Именно тут лежит источник всеобщего разочарования и неуверенности (чувства отсутствия безопасности).
Игнорируя это, государства и их правительства выпячивают и даже провоцируют побочный эффект: одержимость безопасностью, тратя все усилия и ресурсы на будущую "безопасность продуктов питания", "безопасность дорог", "национальную безопасность", "гражданскую безопасность", "общественную безопасность", "санитарную безопасность", и т.д.
Это ещё дальше раскручивает лавинообразное нарастание угроз, изучению которых (и, как следствие, обнаружение миллионов и миллионов новых и новых) уделяется, в соответствии с затраченными ресурсами и усилиями, всё больше и больше внимания.
В сферах "национальной" и "общественной безопасности" (и других) накопление громадных пластов персональной конфиденциальной информации (столько, сколько возможно) позволяет заклеймить и обвинить любого, определить его в ту или иную преследуемую группу-категорию ("типичный сексуальный преступник"), и множить сами категории, внося в них всё новые списки имён.
(Удивительно, что под наблюдения и выводы Бека о закономерностях, движущих "обществом риска", подпадает и общество сталинской "индустриализации".
Именно в сталинском СССР никакая личная, персональная информация, какого бы интимного характера она ни была, не могла быть скрыта от властей.
Надзор за людьми, в одинаковой степени касавшийся и заключённых, и тех, кто не находился в местах заключения, и военных, и гражданских - был невероятный.
Следствием того предельного надзора стала система сталинского ГУЛАГа. Если бы не накопление сталинскими властями самой интимной информации о подвластных им людях, огромное число жертв репрессий не попало бы за решётку за "аморальное поведение" (вуайеризм, просмотр порнографии, гомосексуализм, передачу венерического заболевания, чтение литературы эротического характера, и т.д.), "кражу" (закон о "трёх колосках"), "буржуазное влияние" (за то, что слушали джаз), и другие "преступления".

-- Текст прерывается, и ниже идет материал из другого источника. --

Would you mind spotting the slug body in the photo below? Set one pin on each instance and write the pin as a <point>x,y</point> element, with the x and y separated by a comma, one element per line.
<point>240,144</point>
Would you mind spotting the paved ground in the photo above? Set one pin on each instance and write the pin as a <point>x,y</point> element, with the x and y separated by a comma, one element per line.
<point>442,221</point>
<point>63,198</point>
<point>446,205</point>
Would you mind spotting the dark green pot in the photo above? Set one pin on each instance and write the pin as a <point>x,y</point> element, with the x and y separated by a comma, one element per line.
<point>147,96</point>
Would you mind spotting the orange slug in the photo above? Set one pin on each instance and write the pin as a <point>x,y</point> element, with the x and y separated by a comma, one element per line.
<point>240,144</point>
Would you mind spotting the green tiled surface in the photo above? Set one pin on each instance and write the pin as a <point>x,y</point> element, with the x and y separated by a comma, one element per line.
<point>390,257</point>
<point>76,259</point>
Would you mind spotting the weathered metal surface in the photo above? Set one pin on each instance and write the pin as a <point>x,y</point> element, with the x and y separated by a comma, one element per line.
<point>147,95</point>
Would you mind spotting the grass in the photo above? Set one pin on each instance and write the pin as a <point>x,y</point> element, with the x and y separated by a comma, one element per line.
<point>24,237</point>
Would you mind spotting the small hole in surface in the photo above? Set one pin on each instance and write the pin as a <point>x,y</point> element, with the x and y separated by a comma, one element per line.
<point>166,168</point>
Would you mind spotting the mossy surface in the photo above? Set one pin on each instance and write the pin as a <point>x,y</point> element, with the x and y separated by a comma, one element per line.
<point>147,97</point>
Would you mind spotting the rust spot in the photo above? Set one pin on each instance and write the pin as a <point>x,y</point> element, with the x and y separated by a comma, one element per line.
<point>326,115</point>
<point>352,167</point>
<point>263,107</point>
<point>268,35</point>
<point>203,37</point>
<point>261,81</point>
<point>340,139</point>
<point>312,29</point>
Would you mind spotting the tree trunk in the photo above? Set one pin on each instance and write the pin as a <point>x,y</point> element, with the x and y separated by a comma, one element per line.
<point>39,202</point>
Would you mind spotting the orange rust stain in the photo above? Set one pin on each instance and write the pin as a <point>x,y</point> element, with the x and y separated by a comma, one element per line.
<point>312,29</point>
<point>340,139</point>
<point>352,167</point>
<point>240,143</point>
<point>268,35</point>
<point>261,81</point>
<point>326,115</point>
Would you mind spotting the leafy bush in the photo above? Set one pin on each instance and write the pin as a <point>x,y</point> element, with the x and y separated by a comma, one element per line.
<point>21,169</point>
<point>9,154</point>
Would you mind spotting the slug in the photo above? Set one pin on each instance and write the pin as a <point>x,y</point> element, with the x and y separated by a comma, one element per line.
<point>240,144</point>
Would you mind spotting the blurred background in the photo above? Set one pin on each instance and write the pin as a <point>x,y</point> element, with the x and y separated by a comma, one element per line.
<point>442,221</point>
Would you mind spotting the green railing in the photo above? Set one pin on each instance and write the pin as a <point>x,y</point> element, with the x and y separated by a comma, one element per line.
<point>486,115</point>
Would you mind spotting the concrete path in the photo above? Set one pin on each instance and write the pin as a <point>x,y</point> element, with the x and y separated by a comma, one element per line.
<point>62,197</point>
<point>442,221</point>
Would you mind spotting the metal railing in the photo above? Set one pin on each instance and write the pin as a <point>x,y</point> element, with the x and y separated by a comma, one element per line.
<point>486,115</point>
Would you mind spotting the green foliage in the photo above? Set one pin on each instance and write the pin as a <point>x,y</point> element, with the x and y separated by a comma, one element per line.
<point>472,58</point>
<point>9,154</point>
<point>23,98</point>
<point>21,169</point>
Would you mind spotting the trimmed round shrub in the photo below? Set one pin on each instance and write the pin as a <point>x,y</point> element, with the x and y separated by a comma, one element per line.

Трудно не отнести таких заключённых к политическим.
В других странах и в другие эпохи (в обществах, руководствовавшихся человечной целесообразностью и разумностью) подобные проступки не преследуются в уголовном порядке).
Видеонаблюдение-контроль и тотальная слежка больше не фокусируется на том, что называлось сегментами риска; оно направлено сегодня на всё население.

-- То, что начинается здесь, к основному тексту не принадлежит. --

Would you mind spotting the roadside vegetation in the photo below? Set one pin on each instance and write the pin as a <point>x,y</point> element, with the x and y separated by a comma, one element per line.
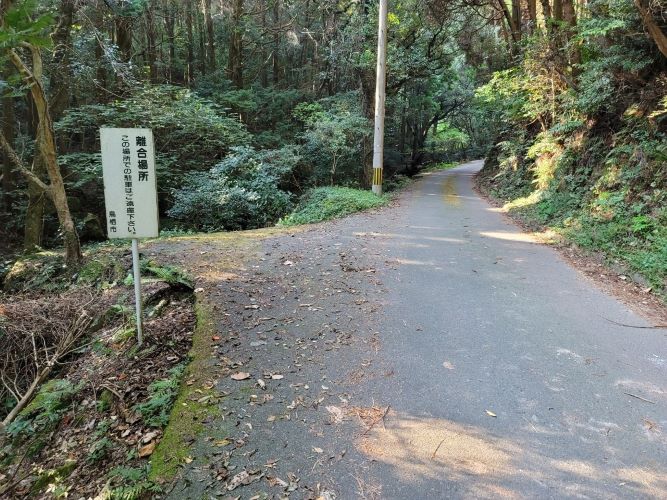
<point>583,149</point>
<point>326,203</point>
<point>262,114</point>
<point>83,406</point>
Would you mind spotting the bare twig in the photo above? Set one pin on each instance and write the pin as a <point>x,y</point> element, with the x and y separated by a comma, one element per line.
<point>639,397</point>
<point>653,327</point>
<point>376,421</point>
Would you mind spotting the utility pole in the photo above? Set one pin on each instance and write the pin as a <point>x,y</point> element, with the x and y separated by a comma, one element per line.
<point>380,97</point>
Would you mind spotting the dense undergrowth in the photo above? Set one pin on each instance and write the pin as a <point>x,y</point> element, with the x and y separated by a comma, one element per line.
<point>590,159</point>
<point>102,401</point>
<point>328,203</point>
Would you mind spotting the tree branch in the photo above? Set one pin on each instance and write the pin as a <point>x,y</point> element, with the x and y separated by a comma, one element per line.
<point>23,170</point>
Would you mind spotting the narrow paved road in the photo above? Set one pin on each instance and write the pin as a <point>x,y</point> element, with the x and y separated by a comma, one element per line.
<point>433,350</point>
<point>481,319</point>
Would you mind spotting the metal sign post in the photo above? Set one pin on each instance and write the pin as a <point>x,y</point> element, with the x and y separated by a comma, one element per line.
<point>130,194</point>
<point>137,291</point>
<point>380,98</point>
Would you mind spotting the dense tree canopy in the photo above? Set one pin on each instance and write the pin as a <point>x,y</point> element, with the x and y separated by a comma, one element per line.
<point>239,81</point>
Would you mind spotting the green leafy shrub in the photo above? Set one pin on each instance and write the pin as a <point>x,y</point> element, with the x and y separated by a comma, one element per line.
<point>242,192</point>
<point>332,139</point>
<point>161,395</point>
<point>129,483</point>
<point>46,409</point>
<point>326,203</point>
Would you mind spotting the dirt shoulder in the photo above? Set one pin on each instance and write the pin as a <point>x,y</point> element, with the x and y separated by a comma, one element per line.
<point>614,281</point>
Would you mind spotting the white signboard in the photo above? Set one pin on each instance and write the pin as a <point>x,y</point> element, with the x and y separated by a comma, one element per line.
<point>130,187</point>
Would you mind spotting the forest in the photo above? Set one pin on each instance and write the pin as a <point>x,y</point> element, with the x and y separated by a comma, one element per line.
<point>254,104</point>
<point>262,113</point>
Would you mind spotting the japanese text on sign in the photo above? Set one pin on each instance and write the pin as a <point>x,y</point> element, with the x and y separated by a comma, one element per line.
<point>130,189</point>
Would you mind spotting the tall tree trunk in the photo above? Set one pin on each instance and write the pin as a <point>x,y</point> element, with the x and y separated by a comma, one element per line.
<point>210,43</point>
<point>100,71</point>
<point>235,67</point>
<point>275,57</point>
<point>46,148</point>
<point>190,71</point>
<point>516,20</point>
<point>170,30</point>
<point>570,18</point>
<point>151,44</point>
<point>202,45</point>
<point>61,76</point>
<point>654,31</point>
<point>124,36</point>
<point>557,10</point>
<point>264,74</point>
<point>532,15</point>
<point>8,119</point>
<point>33,225</point>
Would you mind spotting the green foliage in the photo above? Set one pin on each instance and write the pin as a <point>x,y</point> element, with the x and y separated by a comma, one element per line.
<point>168,274</point>
<point>130,483</point>
<point>190,132</point>
<point>22,26</point>
<point>100,270</point>
<point>241,192</point>
<point>334,132</point>
<point>327,203</point>
<point>45,411</point>
<point>161,395</point>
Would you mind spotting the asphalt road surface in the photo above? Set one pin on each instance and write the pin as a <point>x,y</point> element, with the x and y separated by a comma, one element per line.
<point>516,367</point>
<point>434,350</point>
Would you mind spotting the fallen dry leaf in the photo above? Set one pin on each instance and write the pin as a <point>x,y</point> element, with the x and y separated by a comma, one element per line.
<point>336,414</point>
<point>243,478</point>
<point>147,451</point>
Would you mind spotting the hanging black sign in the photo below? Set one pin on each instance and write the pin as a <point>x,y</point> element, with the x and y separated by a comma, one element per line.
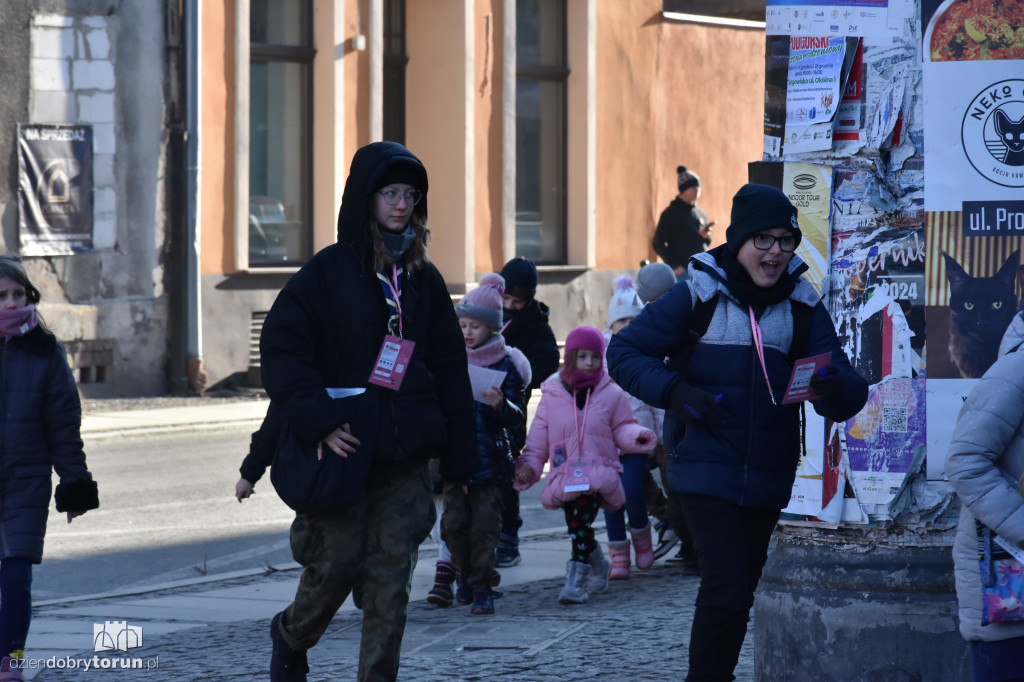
<point>54,188</point>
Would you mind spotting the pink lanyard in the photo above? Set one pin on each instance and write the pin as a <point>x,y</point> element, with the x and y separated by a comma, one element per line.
<point>581,428</point>
<point>392,285</point>
<point>756,331</point>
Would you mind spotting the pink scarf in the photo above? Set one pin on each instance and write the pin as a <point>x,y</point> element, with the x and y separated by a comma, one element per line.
<point>18,322</point>
<point>574,378</point>
<point>492,351</point>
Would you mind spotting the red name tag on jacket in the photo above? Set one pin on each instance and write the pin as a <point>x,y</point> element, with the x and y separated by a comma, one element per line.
<point>392,363</point>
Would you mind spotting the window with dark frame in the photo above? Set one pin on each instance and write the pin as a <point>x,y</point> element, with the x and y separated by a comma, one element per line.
<point>395,59</point>
<point>542,79</point>
<point>281,55</point>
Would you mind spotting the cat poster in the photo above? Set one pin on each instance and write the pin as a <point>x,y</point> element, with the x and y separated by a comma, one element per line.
<point>973,103</point>
<point>973,293</point>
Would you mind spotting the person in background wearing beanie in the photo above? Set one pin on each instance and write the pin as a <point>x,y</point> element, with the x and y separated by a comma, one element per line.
<point>734,448</point>
<point>526,328</point>
<point>683,229</point>
<point>326,331</point>
<point>624,306</point>
<point>472,518</point>
<point>582,423</point>
<point>653,281</point>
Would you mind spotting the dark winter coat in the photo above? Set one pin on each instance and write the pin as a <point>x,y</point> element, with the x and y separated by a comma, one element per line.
<point>678,233</point>
<point>40,423</point>
<point>529,332</point>
<point>752,459</point>
<point>327,328</point>
<point>494,428</point>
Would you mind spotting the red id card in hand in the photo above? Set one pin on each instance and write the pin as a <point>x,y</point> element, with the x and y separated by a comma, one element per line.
<point>800,382</point>
<point>392,363</point>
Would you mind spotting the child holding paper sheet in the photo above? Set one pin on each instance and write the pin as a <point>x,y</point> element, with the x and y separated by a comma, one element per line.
<point>472,518</point>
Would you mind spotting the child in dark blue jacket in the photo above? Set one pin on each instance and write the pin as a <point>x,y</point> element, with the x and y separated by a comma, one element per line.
<point>734,448</point>
<point>472,518</point>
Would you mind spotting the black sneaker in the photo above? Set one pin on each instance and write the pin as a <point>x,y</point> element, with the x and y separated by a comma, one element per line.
<point>463,593</point>
<point>483,602</point>
<point>507,555</point>
<point>667,539</point>
<point>440,595</point>
<point>286,665</point>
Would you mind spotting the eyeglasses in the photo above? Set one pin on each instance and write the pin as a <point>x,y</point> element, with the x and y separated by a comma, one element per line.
<point>392,197</point>
<point>764,242</point>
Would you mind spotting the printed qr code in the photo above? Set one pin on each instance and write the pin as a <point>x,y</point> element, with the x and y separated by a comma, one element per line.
<point>894,420</point>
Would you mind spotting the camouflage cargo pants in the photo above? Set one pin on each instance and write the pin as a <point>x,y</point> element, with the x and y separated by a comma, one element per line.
<point>373,545</point>
<point>470,526</point>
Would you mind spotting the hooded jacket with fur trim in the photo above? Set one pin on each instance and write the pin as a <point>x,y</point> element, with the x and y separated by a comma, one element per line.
<point>40,424</point>
<point>327,328</point>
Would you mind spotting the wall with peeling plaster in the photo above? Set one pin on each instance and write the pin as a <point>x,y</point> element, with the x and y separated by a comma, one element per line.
<point>99,62</point>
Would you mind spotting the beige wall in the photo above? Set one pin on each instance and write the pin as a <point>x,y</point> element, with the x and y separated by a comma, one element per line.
<point>217,135</point>
<point>487,93</point>
<point>670,93</point>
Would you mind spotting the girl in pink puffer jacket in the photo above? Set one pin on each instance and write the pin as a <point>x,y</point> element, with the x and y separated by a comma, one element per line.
<point>582,422</point>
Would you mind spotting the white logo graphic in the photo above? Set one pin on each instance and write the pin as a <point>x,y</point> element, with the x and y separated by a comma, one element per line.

Согласно Беку, "общества риска" уже давно переродились в "общества слежки", где слежка не является инструментом "безопасности", но - через гипертрофированное внимание к "безопасности" - сделалась инструментом "эффективности" во всех сферах, и особенно управления, администривания, учёта, планирования и статистики.
Другая, не менее важная функция слежки в "обществах слежки": это разделение людей на сословия в соответствии с результатами сбора персональной информации и её обработки. Данные с камер видеонаблюдения и других источников используются для ограничения в правах либо для увеличения привилегий. Так рождается ещё одно назначение тотальной слежки: быть фильтром, допускающим либо не допускающим индивидуума в какую-то зону, здание, к услугам, благам, привилегиям, знаниям, информации или статусу.
К этому надо приплюсовать использование видеонаблюдения и прочих элементов слежки для наживы и стяжательства (продажа частным фирмам собранной информации о клиентах; шпионаж за привычками, наклонностями и предпочтениями людей, с намерением более умело всучить им свою продукцию, объегорить, и т.д.).
Специальное исследование, проведённое в Новой Зеландии под эгидой нескольких учреждений и организаций [March 2009, Wellington, New Zealand | issues paper 14 / INVASION OF PRIVACY: PENALTIES AND REMEDIES - REVIEW OF THE LAW OF PRIVACY, STAGE 3], подчёркивает, что использование полицейского видеонаблюдения и контроля в Великобритании стало объектом серьёзной озабоченности, в свете того, что с их помощью власти применяют диспропорционально суровые методы и меры к мелким правонарушителям.
"Кроме того, полиция и другие правоохранительные органы могут использовать информацию, полученную с помощью видеонаблюдения-видеоконтроля, выполняемого частными агентствами или лицами.